Dans son bureau du Locle, cité inscrite au patrimoine mondial de l’UNESCO pour son urbanisme horloger d’exception, le maire popiste (gauche de la gauche) Denis de la Reussille partage les inquiétudes des acteurs du secteur, tout en s’interdisant lui aussi de peindre le diable sur la muraille.

«Ce n’est pas la pire crise que nous ayons vécu», affirme Denis de la Reussille, maire du Locle, l’une des principales cités horlogères de l’Arc jurassien suisse. swissinfo.ch

«Il y aura une légère baisse des rentrées fiscales et donc des conséquences sur les finances publiques de la ville. Mais ce n’est pas la pire crise que nous ayons vécu. La situation est très contrastée d’une entreprise à l’autre: certaines sociétés actives dans la sous-traitance ou sur des marchés de niche souffrent fortement alors que les grandes marques de la région continuent à tirer leur épingle du jeu», relève-t-il.  

Le maire du Locle fait notamment référence à Tissot, l’une des marques phare de Swatch Group, qui continue d’afficher une santé radieuse. La cité des montagnes neuchâteloises compte aujourd’hui un record de 8000 emplois pour 10’500 habitants, dont une grande partie dans l’industrie horlogère, souligne par ailleurs Denis de la Reussille.

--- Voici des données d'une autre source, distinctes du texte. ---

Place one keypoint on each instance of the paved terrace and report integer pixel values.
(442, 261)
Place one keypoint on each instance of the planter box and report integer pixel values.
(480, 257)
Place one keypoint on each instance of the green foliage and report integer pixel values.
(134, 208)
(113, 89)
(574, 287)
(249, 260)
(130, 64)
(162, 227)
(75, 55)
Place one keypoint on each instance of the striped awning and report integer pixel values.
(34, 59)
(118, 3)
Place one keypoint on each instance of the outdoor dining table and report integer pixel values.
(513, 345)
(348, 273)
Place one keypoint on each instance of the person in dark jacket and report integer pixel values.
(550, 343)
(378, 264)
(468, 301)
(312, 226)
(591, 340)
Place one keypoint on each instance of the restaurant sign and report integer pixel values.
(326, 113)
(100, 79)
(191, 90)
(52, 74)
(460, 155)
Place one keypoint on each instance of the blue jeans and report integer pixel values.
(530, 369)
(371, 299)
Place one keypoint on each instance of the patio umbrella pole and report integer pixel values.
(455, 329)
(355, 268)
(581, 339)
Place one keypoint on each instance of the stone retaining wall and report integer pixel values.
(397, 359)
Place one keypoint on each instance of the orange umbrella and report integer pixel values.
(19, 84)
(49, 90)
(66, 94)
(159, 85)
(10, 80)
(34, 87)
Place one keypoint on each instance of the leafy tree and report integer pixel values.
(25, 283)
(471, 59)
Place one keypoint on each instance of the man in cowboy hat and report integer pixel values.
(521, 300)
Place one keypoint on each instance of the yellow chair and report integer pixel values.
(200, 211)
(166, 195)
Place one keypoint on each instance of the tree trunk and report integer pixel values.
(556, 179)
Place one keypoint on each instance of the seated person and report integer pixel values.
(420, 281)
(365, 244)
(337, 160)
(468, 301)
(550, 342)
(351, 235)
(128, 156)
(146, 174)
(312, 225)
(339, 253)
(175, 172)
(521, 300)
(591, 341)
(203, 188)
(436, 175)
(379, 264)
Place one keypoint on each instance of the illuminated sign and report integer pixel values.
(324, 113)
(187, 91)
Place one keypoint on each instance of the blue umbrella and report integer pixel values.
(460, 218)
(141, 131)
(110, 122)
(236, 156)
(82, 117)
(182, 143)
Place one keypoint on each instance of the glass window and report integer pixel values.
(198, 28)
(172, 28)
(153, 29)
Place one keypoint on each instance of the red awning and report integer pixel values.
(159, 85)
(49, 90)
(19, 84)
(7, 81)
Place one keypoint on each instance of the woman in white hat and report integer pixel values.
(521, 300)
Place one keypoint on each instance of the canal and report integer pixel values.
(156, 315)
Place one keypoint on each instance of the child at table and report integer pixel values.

Des postes de travail occupés à près de 40% par des travailleurs frontaliers. Chez Gilbert Petit-Jean, dans la commune voisine des Brenets, ce sont même 4 employés sur 5 qui traversent chaque jour la frontière pour venir travailler en Suisse. «Ces prochains mois, c’est surtout dans les régions limitrophes françaises qu’on devrait observer une hausse significative du taux de chômage», prédit ainsi le syndicaliste Francisco Pires.